– Прошу меня извинить, господин Кеннет, – Этель вышла в коридор, но я успел заметить там её помощницу.
В веранде, на первый взгляд, царил не меньший хаос, чем у меня порой на столе в кабинете, но внимательно приглядевшись, понял, что всё располагалось на своих местах. А именно чтобы в нужный момент необходимые инструменты или утварь оказались под рукой. На дне ковшика осталось немного глазури, и я едва сдержался, чтобы не зачерпнуть её пальцем, совсем как в детстве, когда повар гонял меня с кухни. Но разве такое может остановить? И я пробирался снова и снова.
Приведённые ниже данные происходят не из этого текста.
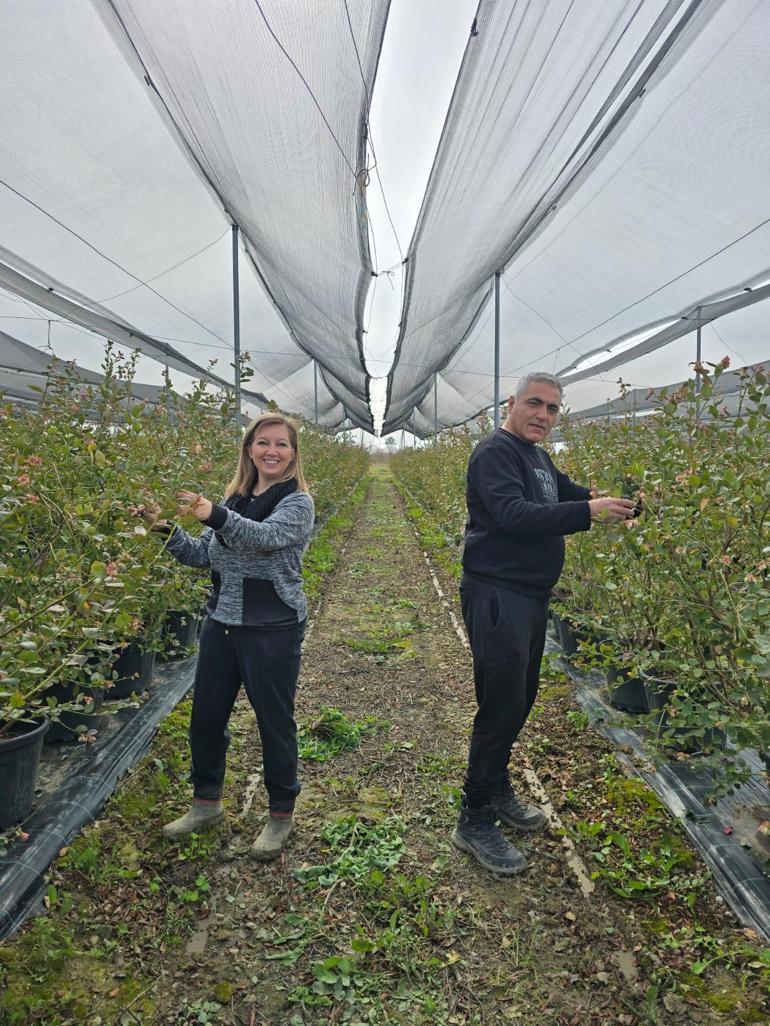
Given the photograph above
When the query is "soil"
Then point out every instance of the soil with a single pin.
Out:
(371, 915)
Правда, потом ждало заслуженное наказание от отца, но это были такие пустяки по сравнению с возможностью добыть сладости, которых нас сестрой частенько лишали за неподобающее детям герцога поведение или слишком слабые успехи в учёбе.
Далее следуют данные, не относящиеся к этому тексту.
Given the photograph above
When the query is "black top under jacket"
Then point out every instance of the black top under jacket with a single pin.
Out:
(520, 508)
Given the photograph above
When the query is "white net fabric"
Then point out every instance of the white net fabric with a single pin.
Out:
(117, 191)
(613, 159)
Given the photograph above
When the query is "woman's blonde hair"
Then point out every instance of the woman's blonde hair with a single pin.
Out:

Этель вернулась в состоянии крайней задумчивости, держа в руках какой-то конверт. Она распечатала его, поддев клапан ножом, а затем достала письмо.
– Что-то случилось, госпожа Айвори?
– Нет-нет, просто сын хочет меня видеть... – машинально ответила она, а затем улыбнулась, дочитав до конца послание.
Сын? У неё есть сын?
– Простите, господин Кеннет, но мне пора идти. Я хотела бы встретиться с сыном, раз выпала такая возможность, поэтому, если у вас остались ко мне хоть какие-то вопросы, предлагаю перенести нашу беседу на другой день.
– Да-да, конечно. Зайду в другой день, – ответил я, хотя на самом деле никаких поводов для новой встречи у меня не было. С другой стороны: кто знает, вдруг наши пути снова пересекутся?
Этель проводила меня на выход тем же путём, каким я попал на веранду, а затем, попрощавшись, подозвала помощницу.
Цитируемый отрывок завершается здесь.